Section 266 of the Criminal Code of Canada reads as follows:
Every one who commits an assault is guilty of (a) an indictable offence and is liable to imprisonment for a term not exceeding five years; or (b) an offence punishable on summary conviction.The section sets out that the Crown may proceed by indictment or summary conviction process on a charge of assault simpliciter. The more general concept of assault is defined earlier in the Criminal Code, at section 265 as follows:
A person commits an assault when (a) without the consent of another person, he applies force intentionally to that other person, directly or indirectly; (b) he attempts or threatens, by an act or a gesture, to apply force to another person, if he has, or causes that other person to believe on reasonable grounds that he has, present ability to effect his purpose; or (c) while openly wearing or carrying a weapon or an imitation thereof, he accosts or impedes another person or begs.
Defences to a charge of assault simpliciter are broad and cover the gamut of typically invoked defences.
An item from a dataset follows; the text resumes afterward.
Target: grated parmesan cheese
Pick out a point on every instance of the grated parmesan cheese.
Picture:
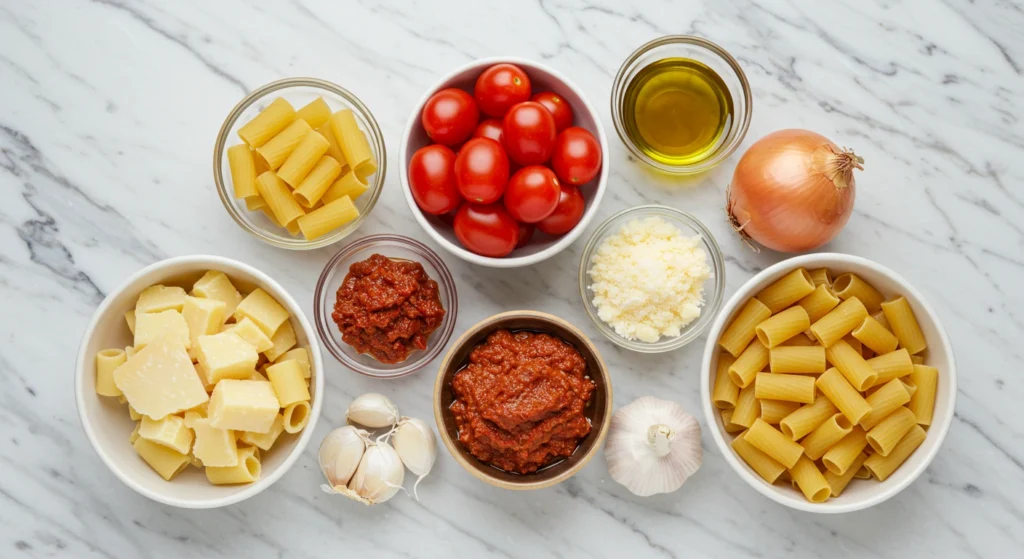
(647, 280)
Many cases are defended on the basis of self defence, in which case reference must be had to sections 34 and 35 of the Criminal Code. Alternatively, an accused may challenge whether the action happened (i.e. "I never assaulted him") or whether the action was voluntary (i.e. "I accidentally hit him while on the dance floor. I didn't realize he was so close behind me." The section contains very broad sentencing provisions and can net anything from a penitentiary sentence to an absolute discharge, depending on a person's record and the specific facts at play. More substantial forms of assault can be found at sections 267 (assault causing bodily harm), 268 (aggravated assault) and 271 (sexual assault).